PubNub incident

Push Notifications Latency in Multiple PoPs

Major Resolved View vendor source →

PubNub experienced a major incident on June 13, 2024 affecting North America Points of Presence and European Points of Presence and 1 more component, lasting 3h 1m. The incident has been resolved; the full update timeline is below.

Started
Jun 13, 2024, 06:51 PM UTC
Resolved
Jun 13, 2024, 09:53 PM UTC
Duration
3h 1m
Detected by Pingoru
Jun 13, 2024, 06:51 PM UTC

Affected components

North America Points of PresenceEuropean Points of PresenceAsia Pacific Points of PresenceSouthern Asia Points of PresenceMobile Push Gateway

Update timeline

  1. investigating Jun 13, 2024, 06:51 PM UTC

    We have discovered an issue where push notifications are being delivered latently in our Frankfurt point-of-presence since the last 30 minutes. Our Engineering teams are actively investigating the issue and we will provide updates here. If you believe you have experienced production impact due to this issue and would like to discuss it, please report impact to [email protected].

  2. investigating Jun 13, 2024, 07:25 PM UTC

    We have discovered that push notifications in our Mumbai point-of-presence are also affected, with push notifications being delivered latently. Push notifications in our Frankfurt point-of-presence are also being delivered latently. We continue to investigate and will provide updates here.

  3. investigating Jun 13, 2024, 07:26 PM UTC

    We are continuing to investigate this issue.

  4. investigating Jun 13, 2024, 07:39 PM UTC

    We have discovered that push notifications in our US-East point-of-presence are also affected, with push notifications being delivered latently. We continue to investigate and will provide updates here.

  5. investigating Jun 13, 2024, 07:40 PM UTC

    We are continuing to investigate this issue.

  6. investigating Jun 13, 2024, 07:42 PM UTC

    We are continuing to investigate this issue.

  7. investigating Jun 13, 2024, 08:17 PM UTC

    Our Engineering teams continue actively investigating the issue. We will continue to provide updates here.

  8. investigating Jun 13, 2024, 08:49 PM UTC

    Our investigation continues and we will continue to provide updates here.

  9. investigating Jun 13, 2024, 08:55 PM UTC

    We continue investigating delayed push notifications in our Frankfurt point-of-presence. Push notifications are now being delivered normally in our other regions. We will continue to provide updates here.

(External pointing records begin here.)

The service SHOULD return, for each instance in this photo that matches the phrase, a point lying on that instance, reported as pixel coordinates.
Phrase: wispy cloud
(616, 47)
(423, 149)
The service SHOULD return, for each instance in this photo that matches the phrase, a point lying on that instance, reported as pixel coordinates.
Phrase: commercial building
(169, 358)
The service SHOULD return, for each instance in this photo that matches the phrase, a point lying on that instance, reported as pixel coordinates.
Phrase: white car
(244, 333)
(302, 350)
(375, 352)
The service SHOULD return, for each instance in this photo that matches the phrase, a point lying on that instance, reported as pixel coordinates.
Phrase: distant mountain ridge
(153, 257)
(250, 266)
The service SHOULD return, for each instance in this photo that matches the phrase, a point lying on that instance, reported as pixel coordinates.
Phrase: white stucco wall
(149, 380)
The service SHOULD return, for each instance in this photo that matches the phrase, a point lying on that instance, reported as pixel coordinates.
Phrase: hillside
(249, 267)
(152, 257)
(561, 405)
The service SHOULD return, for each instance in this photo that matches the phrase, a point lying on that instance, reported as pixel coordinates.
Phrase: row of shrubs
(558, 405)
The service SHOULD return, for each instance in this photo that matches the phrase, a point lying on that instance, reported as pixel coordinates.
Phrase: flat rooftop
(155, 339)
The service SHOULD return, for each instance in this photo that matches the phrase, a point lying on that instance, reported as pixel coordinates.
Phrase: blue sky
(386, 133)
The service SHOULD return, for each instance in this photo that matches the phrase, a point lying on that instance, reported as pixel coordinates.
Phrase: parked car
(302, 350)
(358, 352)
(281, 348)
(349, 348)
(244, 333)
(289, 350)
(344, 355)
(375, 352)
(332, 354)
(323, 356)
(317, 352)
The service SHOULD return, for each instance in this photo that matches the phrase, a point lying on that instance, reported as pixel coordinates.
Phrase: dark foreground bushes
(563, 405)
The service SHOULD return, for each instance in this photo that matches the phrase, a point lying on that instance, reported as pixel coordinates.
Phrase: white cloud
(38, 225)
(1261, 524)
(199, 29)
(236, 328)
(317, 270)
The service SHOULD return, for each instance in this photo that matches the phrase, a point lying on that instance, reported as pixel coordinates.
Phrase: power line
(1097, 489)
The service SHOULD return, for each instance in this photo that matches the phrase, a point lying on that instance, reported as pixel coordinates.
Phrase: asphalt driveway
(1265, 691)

  10. investigating Jun 13, 2024, 08:56 PM UTC

    We are continuing to investigate this issue.

  11. monitoring Jun 13, 2024, 09:21 PM UTC

    Push notifications are now being delivered normally. We are monitoring the system to ensure no further issues.

  12. resolved Jun 13, 2024, 09:53 PM UTC

    This incident has been resolved, and mobile push notifications continue to be delivered normally. We will follow up with a root cause analysis soon. We sincerely apologize for any impact on our customers and their users. If you believe you have experienced production impact due to this issue and would like to discuss it, please reach out to [email protected].

  13. postmortem Jul 01, 2024, 04:19 PM UTC

    **Problem Description, Impact, and Resolution** At 18:16 UTC on June 13, 2024 we observed increased latency for delivery of mobile push messages in our Frankfurt and US-East points of presence. In response, we increased the resources available to the services and redeployed the service.The issue was resolved at 21:21 UTC on June 13, 2024. Upon further investigation, we identified this issue occurred due to malformed message payloads creating a backlog in the message queue. ‌ ### **Mitigation Steps and Recommended Future Preventative Measures** To prevent a similar issue from occurring in the future, we increased the memory for the service to handle similar malformed payloads, as well as added additional monitoring.